Dan kesenangan saya bermain-main dengan pikiran, yang kadang saya hasilkan setelah membaca sesuatu, mungkin juga perlu diberi wadah. Saya akan belajar metodologi dan alat riset yang baik, melengkapi teori dan mencoba mengartikulasikannya, untung-untung bisa saya kirimkan ke kompetisi essay, jurnal atau cukup saya lempar ke sini karena sepertinya melemparkan hal seserius dan sembulet itu ke media sosial cukup membuat teman-teman saya mual. lol see how insecure i am!

Well begitulah, selamat datang kepada diri saya sendiri kepada rumah yang pernah saya bangun dan cukup lama saya tinggalkan, blog ini, the house of serendipity! Semoga selalu ada kesempatan untuk bercengkerama, baik dengan orang di sekitar kita maupun dengan diri sendiri, untuk mengupasi satu-satu apa yang terlanjut kita anggap benar.

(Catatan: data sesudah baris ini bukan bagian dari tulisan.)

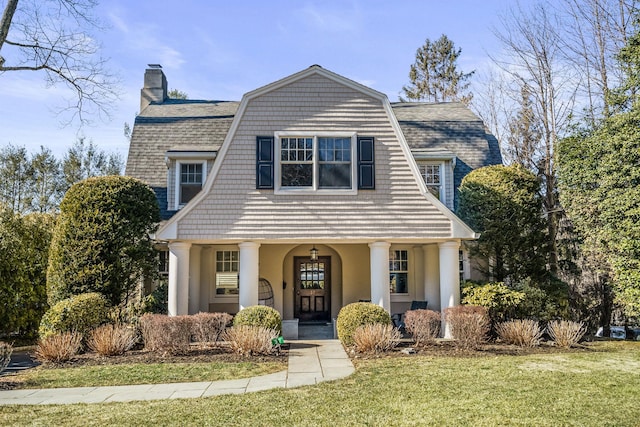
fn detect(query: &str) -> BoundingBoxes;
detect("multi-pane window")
[389,250,408,293]
[419,163,442,199]
[281,137,313,187]
[318,137,351,188]
[215,251,239,295]
[279,135,353,190]
[179,163,203,204]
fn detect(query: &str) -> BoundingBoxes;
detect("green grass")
[6,361,285,389]
[1,341,639,426]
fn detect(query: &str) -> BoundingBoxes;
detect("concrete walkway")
[0,340,354,405]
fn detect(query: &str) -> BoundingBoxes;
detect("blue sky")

Salam, i love you my self, i love you suamiku, terimakasih selalu menemani.

Minggu, 30 Juli 2017

Kepada Teman Lama

Suatu saat aku akan menuliskannya dengan tuntas, tentang perjalanan panjang di tengah padang ilalang, atau kelok perbukitan saat gelap hujan, dan bintang menjadi pengawal. Kita membawa tim, dan kamu memintaku untuk memperhatikan kondisi mereka. Aku berharap aku bisa memimpin segagah dirimu, tapi tidak banyak yang bisa percaya padaku. Kukutuki kondisiku sebagai perempuan. Nyatanya memang kepemimpinanku payah dan aku terlalu cengeng. Suatu saat aku akan menuliskannya, kita dipisahkan oleh kemarahan kita masing-masing, pertemanan menjadi tidak mudah. Aku pergi. Kamu pergi. Kita mengejar mimpi dan bahagia sendiri-sendiri. Tugas membebani dan kita pergi hanya untuk menari, atau berlari. Sejenak dan/atau untuk selamanya. Suatu saat kita pasti bertemu, dengan cara berpikir yang mungkin berbeda atau sama saja. Namun, selalu menyenangkan bahwa kita memiliki bahasa yang hanya kita pahami artinya, tidak orang lain. Bahasa yang lahir dari pengalaman panjang. Mata kita bertemu dan kita tertawa. Brengsek, kenangan menyeruak. Kita sudah terlalu berbeda untuk merangkai mimpi bersama. Teruskanlah kawanku, aku mungkin tak punya waktu. Namun doa katanya lebih mudah dan murah, aku yakin aku masih bisa memberikannya kepadamu, berkali-kali, berlipat ganda.